Safety indicators for the neighborhood sit below national averages (around the lower national percentiles), and the area is roughly mid-pack within the Laredo metro (ranked near the middle of 63 neighborhoods). Recent trends are mixed-to-improving: estimated property offenses declined meaningfully over the past year, and violent offense estimates ticked down slightly. Investors should weigh these directional improvements against the broader comparative baseline and underwrite accordingly.

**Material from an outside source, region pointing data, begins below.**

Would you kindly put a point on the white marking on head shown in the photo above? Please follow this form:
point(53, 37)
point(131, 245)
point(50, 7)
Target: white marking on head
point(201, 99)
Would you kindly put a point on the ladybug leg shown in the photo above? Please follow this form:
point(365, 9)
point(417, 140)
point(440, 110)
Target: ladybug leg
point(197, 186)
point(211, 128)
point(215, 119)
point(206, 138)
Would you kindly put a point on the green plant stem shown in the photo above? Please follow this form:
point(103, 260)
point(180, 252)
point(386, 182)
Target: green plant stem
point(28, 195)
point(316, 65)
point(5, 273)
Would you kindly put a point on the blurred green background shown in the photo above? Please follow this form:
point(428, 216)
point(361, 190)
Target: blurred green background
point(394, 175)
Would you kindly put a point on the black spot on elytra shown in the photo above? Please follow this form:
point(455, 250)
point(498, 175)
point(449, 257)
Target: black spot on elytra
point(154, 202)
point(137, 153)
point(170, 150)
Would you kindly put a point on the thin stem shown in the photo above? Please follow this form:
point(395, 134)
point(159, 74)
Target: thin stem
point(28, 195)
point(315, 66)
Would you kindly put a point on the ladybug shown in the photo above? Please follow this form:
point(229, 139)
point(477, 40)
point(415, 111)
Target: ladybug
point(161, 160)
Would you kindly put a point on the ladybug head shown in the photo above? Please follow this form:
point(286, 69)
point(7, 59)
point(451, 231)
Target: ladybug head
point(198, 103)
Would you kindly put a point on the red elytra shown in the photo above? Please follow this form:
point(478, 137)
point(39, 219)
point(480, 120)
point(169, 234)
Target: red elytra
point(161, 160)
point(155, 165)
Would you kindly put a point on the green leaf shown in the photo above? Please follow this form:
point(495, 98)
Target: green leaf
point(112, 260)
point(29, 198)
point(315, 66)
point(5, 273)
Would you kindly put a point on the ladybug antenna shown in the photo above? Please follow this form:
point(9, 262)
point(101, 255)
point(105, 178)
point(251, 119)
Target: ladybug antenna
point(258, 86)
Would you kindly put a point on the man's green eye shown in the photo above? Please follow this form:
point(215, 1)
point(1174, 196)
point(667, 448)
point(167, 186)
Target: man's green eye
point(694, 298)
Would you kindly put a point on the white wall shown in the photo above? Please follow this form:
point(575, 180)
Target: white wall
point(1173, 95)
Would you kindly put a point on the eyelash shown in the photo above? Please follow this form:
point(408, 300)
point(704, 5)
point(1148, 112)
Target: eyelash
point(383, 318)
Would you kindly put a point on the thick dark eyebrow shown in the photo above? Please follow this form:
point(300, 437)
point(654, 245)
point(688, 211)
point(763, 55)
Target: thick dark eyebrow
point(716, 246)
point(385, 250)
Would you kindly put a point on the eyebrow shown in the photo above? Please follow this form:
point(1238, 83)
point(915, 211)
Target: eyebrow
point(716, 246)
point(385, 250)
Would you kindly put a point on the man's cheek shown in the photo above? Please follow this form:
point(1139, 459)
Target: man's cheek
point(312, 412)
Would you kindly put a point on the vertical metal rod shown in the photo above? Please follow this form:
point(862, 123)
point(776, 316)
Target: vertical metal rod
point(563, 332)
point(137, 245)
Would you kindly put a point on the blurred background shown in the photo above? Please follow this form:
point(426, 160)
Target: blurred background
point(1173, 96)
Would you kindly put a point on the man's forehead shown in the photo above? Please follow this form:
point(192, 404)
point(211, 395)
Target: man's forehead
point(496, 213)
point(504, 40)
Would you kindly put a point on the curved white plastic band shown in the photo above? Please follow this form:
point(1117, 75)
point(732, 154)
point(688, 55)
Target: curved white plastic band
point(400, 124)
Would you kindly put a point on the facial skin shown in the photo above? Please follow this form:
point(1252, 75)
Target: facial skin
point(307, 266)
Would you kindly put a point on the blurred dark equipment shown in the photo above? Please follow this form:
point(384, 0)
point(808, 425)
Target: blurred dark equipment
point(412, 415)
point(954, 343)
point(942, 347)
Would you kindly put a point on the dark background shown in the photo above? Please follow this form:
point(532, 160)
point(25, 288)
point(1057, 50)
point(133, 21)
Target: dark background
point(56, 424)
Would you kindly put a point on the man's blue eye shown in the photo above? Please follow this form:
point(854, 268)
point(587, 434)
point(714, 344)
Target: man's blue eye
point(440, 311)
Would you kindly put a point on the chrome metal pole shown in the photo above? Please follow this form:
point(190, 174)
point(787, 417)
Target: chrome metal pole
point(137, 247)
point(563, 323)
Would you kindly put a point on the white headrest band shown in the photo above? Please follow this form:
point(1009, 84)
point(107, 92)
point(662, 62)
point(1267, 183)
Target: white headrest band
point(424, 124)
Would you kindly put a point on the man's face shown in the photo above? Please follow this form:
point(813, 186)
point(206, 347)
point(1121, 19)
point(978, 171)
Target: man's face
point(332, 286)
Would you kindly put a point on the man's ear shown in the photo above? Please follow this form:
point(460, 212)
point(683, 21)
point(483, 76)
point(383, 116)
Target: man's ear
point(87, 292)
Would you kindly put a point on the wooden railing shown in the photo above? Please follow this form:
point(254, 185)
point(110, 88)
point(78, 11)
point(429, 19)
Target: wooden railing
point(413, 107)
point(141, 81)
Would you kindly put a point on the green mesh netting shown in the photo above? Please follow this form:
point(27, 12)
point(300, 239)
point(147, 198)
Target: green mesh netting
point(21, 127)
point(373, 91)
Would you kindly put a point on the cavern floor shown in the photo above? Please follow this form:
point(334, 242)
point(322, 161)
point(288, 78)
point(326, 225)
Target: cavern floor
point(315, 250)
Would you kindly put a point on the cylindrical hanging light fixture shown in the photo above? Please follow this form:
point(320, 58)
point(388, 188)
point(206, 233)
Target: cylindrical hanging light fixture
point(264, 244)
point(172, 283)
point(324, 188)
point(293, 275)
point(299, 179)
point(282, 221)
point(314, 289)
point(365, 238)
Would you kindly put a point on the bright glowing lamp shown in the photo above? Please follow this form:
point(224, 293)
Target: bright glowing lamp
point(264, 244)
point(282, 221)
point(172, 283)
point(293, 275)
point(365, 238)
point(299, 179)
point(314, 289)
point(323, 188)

Safety can vary by micro-location and time of day. Framing risk in comparative terms—relative to metro peers and national percentiles—helps calibrate expectations for tenant retention and operational practices without relying on block-level claims.
Proximity to regional employers supports a workforce renter base and commute convenience. The list below highlights notable nearby employment that can contribute to leasing stability for this submarket.
- BorgWarner — automotive components (6.3 miles)
The 39-unit asset at 1610 E Plum St offers durable renter demand fundamentals in an inner-suburb location with essential-amenity access and a high neighborhood renter concentration. Built in 2008—newer than the area’s average vintage—the property should compete well against older stock while benefiting from stable neighborhood occupancy levels. According to CRE market data from WDSuite, local rents remain comparatively low in absolute terms, supporting a broad workforce tenant base and helping underpin retention.
Forward-looking context is constructive but requires balance: households within a 3-mile radius are increasing even as population growth is flat to slightly negative, implying more, smaller households and a potentially larger tenant base. At the same time, relatively accessible ownership costs in the neighborhood may moderate pricing power, and amenity gaps (limited parks/cafes) suggest positioning around value, convenience, and essential services. Investors should plan for mid-life system updates consistent with a 2008 vintage and consider targeted upgrades to optimize rents without overextending affordability.
- Newer 2008 vintage versus older neighborhood stock supports competitive positioning with manageable capital planning.
- High neighborhood renter concentration and steady neighborhood occupancy underpin leasing stability.
- Essential-amenity proximity (strong groceries/pharmacies) aligns with workforce demand and day-to-day convenience.
- Demand outlook supported by more households within 3 miles despite flat population, expanding the tenant base.
- Risks: below-average safety metrics (with recent improvement), modest school ratings, and ownership alternatives that may cap near-term pricing power.